La France, une vraie passoire
La France est devenue une vraie passoire. Nos appels d'offres publics sont parmi les plus ouverts au monde. Un certain nombre de pays européens comme l'Allemagne ou l'Italie, tout en restant pro-européens, savent protéger leur industrie. Pourquoi pas nous ? Enfin, alors que la concurrence sur les coûts fait rage, les taux horaires sont parmi les plus élevés : 35 € par heure pour la France, 21€ par heure pour l'Espagne… Sujet tabou et terrain glissant, les charges sociales qui pèsent sur notre industrie sont un vrai problème dans une économie en crise qui cherche à rebondir. Ils expliquent en partie la faiblesse des salaires et le manque de compétitivité de nos entreprises. Car ces charges qui pèsent sur les salaires et sur les taux de marge découragent l'embauche, limitent les longs efforts d'investissements d'innovation ou freinent la recherche de marchés nouveaux qui sont des procédures risquées, difficiles et coûteuses.

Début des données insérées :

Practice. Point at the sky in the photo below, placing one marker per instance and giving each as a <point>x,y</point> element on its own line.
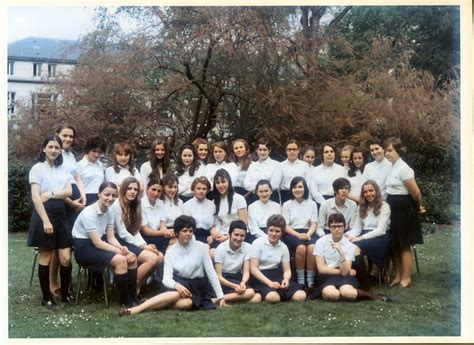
<point>59,22</point>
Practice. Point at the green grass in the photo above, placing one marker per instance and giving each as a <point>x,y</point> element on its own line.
<point>431,307</point>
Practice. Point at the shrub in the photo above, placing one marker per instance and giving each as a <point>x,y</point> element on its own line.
<point>20,206</point>
<point>440,192</point>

Réduire d'abord la dépense publique
Des solutions, il en existe. Encore faut-il accepter d'aller à contre-courant et mettre au cœur de notre projet économique une vraie ambition industrielle et s'en donner les moyens. Laissons donc aux préaux le lyrisme de Zola et de Victor Hugo. Et réconcilions l'industrie et son peuple pour retrouver une économie dynamique et le plein emploi. Cette révolution industrielle passe, tout d'abord, par la réduction drastique de notre dette publique, tant nationale que locale.

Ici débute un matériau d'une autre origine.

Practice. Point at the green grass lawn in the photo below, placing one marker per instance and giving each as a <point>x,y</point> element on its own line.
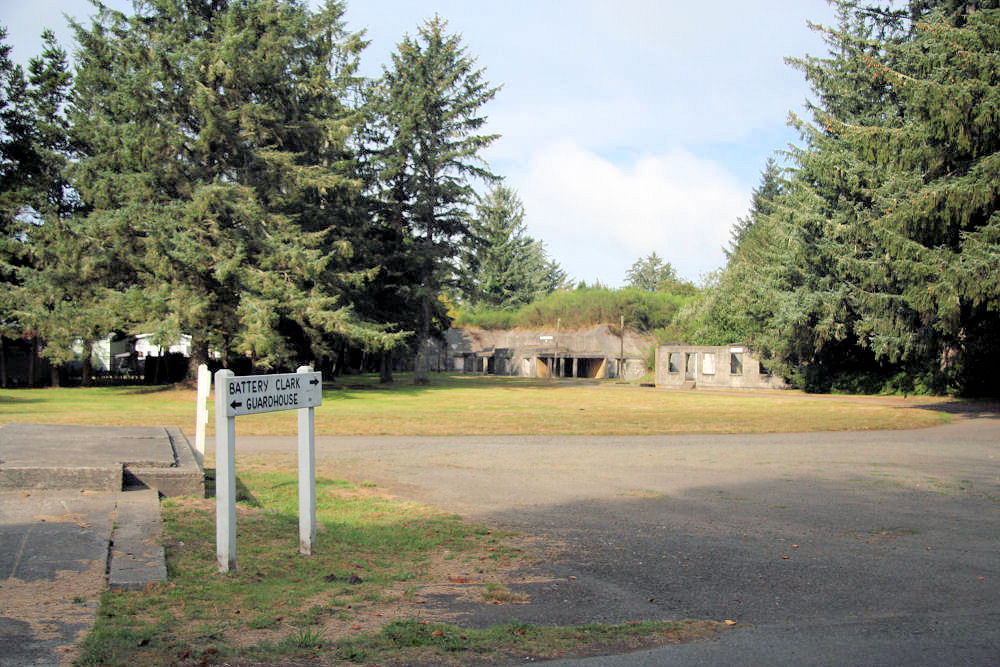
<point>358,598</point>
<point>477,405</point>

Tout récemment la Cour des Comptes a tiré, une nouvelle fois, la sonnette d'alarme. Des engagements viennent d'être pris. Il faudra en dresser le bilan. Engageons-nous clairement, progressivement et durablement dans cette voie sans attendre la reprise mondiale. Il s'agit ensuite d'engager une vraie réforme de notre code du travail afin de donner à notre industrie souplesse et élasticité. Sur les conditions de travail, et sur la durée du travail, les mentalités bougent. Beaucoup de salariés sont prêts à faire des efforts. Un CDD n'est-il pas mieux qu'une recherche vaine à pôle emploi ?
Cesser de diaboliser les actionnaires
N'ayons pas peur de discuter de la durée du travail si l'on s'engage sur des objectifs, des moyens et de nouveaux droits. Et arrêtons de diaboliser les actionnaires, les bénéfices ou les investisseurs. C'est le conservatisme social qui, dans la mondialisation, tue nos entreprises. Rendons plus efficace les 32 milliards de la formation professionnelle et orientons notre effort vers les technologies porteuses. Enfin, pour rejoindre la moyenne européenne signons un contrat d'objectifs de 5 ans, tant en matière de bénéfices que d'emplois, pour baisser les charges et réduire fortement l'impôt des bénéfices réinvestis. La suppression des charges famille et la modernisation annoncée de l'impôt société pour les PME sont un premier pas. Est-ce suffisant ? Si l'on veut donner une chance à notre industrie ces changements en profondeur ne peuvent attendre demain.
Bernard COHEN-HADAD
Président du Think tank Etienne Marcel, président de la Commission financement de la CGPME.